Optimizing the solution of the 2D diffusion (heat) equation in CUDA

I have already checked earlier questions on SO about this issue but not able to see how it relates here.

I am solving 2d diffusion equation with CUDA and it turns out that my GPU code is slower than its CPU counterpart.

Here is my code:

//kernel definition
__global__ void diffusionSolver(double* A, int n_x,int n_y)
{

int i = blockIdx.x * blockDim.x + threadIdx.x;
int j = blockIdx.y * blockDim.y + threadIdx.y;


if(i<n_x && j <n_y && i*(n_x-i-1)*j*(n_y-j-1)!=0)
    A[i+n_y*j] = A[i+n_y*j] + (A[i-1+n_y*j]+A[i+1+n_y*j]+A[i+(j-1)*n_y]+A[i+(j+1)*n_y] -4.0*A[i+n_y*j])/40.0;


}

int main function

 int main()
        {
        int n_x = 200 ;
        int n_y = 200 ;       
        double *phi;
        double *dummy;
        double *phi_old;            
        int i,j ;

        phi = (double *) malloc( n_x*n_y* sizeof(double));
        phi_old = (double *) malloc( n_x*n_y* sizeof(double));
        dummy = (double *) malloc( n_x*n_y* sizeof(double));
        int iterationMax =200;                    
        for(j=0;j<n_y ;j++)
        {
            for(i=0;i<n_x;i++)
            {
            if((.4*n_x-i)*(.6*n_x-i)<0)
            phi[i+n_y*j] = -1;

            else 
            phi[i+n_y*j] = 1;
            }

        }

        double *dev_phi;
        cudaMalloc((void **) &dev_phi, n_x*n_y*sizeof(double));
        cudaMemcpy(dev_phi, phi, n_x*n_y*sizeof(double),
        cudaMemcpyHostToDevice);

        dim3 threadsPerBlock(10,100);
        dim3 numBlocks(n_x*n_y / threadsPerBlock.x, n_x*n_y / threadsPerBlock.y);

        for(int z=0; z<iterationMax; z++)
        {
        if(z%100==0)
        cout <<z/100 <<"\n";;
        diffusionSolver<<<numBlocks, threadsPerBlock>>>(dev_phi, n_x,n_y);
        }
    cudaMemcpy(phi, dev_phi,n_x*n_y*sizeof(double), cudaMemcpyDeviceToHost);
cudaFree(dev_phi);
    return 0;
    }

The problem with this code is that it runs slower than a simple CPU-only iterative method.
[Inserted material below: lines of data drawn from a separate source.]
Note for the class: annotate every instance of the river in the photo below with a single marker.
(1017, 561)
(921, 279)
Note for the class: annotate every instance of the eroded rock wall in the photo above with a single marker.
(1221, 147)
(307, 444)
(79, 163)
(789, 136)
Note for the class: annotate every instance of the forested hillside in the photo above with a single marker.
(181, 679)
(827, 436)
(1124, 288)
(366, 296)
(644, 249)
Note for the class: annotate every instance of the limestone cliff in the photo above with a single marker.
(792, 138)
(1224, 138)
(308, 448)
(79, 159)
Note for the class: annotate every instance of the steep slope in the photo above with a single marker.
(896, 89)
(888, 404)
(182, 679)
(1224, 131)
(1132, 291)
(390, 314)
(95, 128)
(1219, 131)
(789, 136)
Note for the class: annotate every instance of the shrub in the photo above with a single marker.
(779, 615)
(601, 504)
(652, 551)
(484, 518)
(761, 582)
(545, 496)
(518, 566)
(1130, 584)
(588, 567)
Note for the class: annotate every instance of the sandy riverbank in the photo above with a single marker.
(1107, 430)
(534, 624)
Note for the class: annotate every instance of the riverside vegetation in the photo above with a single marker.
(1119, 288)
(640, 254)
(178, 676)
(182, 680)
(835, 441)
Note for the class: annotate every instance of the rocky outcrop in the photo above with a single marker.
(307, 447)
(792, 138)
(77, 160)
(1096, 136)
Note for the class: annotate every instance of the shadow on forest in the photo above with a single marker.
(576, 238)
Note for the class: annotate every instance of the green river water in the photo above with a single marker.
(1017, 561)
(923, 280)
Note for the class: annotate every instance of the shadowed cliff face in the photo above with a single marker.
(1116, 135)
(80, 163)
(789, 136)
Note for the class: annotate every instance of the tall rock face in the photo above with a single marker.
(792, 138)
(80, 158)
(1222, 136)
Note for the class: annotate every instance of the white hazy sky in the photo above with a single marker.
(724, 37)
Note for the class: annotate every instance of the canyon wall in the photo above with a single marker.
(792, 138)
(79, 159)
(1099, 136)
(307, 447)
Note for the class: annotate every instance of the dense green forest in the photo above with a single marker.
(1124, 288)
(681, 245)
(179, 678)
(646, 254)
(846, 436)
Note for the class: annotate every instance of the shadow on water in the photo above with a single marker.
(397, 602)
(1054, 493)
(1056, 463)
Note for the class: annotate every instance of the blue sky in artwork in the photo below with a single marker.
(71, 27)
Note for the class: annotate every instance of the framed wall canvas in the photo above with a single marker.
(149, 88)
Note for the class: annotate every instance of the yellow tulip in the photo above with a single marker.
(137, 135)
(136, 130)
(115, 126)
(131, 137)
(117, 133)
I don't know much about profiler and until now I tried with cuda-memcheck which gives 0 errors. How can I know which portion of the code is performing slowly and speed that up? I am working on a Linux environment. Thanks in advance for any help.

Solution

The worst problem I see is that you are launching far too many blocks for the size of the input array. At the moment you are computing the grid size as:

dim3 numBlocks(n_x*n_y / threadsPerBlock.x, n_x*n_y / threadsPerBlock.y);

which should yield a grid size of (400,4000) blocks for an input array of only 200x200. That is clearly incorrect. The calculation should be something like:

int nbx = (n_x / threadsPerBlock.x) + (((n_x % threadsPerBlock.x) == 0) ? 0 : 1);
int nby = (n_y / threadsPerBlock.y) + (((n_y % threadsPerBlock.y) == 0) ? 0 : 1);
dim3 numBlocks(nbx,nby);

which would yield a grid size of (2,20) blocks, or 40000 times fewer than you are currently launching.

There are other optimisations which you could consider making to the kernel, but those pale into insignificance compared with mistakes of this magnitude.